I am a green hand and reading the manual of “CUDA C Programming Guid”.
I don’t understand the concept of throughput in the manual.
For example, in the section 5.3.2, there is a sentence “For example, if a 32-byte memory transaction is generated for each thread’s 4-byte access, throughput is divided by 8.”
Can someone explain the throughput in detail?
Thanks a lot.
Questions like this come up frequently. There is a great deal of published information on it. You might want to study slides 30-48 in the following presentation:
In a nutshell, DRAM subsystems on GPUs have a minimum addressable quantity, which is usually 32 bytes. If you request 32 bytes, and use 32 bytes, then that is full throughput for the memory bus: every requested byte is actually used by the program. If you request 32 bytes (the minimum) but only use 4 bytes, then 28 bytes transferred are wasted.
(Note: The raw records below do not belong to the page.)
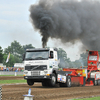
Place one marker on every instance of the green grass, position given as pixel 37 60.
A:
pixel 94 98
pixel 11 75
pixel 12 81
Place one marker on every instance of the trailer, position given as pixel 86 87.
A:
pixel 41 65
pixel 84 77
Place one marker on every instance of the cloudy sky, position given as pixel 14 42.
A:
pixel 15 25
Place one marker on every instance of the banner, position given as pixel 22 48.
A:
pixel 8 57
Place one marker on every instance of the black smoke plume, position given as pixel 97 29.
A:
pixel 68 20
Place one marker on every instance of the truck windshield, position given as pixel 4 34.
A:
pixel 37 55
pixel 93 58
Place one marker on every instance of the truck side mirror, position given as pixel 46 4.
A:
pixel 23 56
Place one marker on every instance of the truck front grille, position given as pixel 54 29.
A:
pixel 36 67
pixel 35 73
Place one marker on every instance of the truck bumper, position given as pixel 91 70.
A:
pixel 37 78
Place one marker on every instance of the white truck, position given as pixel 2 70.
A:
pixel 41 65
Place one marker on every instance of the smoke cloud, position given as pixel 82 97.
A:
pixel 68 20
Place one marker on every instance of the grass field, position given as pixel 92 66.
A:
pixel 93 98
pixel 11 75
pixel 12 81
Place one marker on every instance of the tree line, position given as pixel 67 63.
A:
pixel 17 50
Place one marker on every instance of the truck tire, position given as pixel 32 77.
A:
pixel 30 82
pixel 95 82
pixel 84 81
pixel 45 83
pixel 52 81
pixel 67 84
pixel 68 81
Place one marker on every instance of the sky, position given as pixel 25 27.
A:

When adjacent threads in a warp request data, if that data is all adjacent, then the 32-byte transactions requested from DRAM can be effectively utilized by various threads in the warp. This is 100% utilization or throughput. If, on the other hand, each thread is generating a non-adjacent address, then to satisfy each threads needs, many more transactions will be required from DRAM, but a lot of “wasted” bytes will be transferred, and “throughput” goes down.
Thanks a lot.
It’s a very clear answer. I can futher understand the throughput now.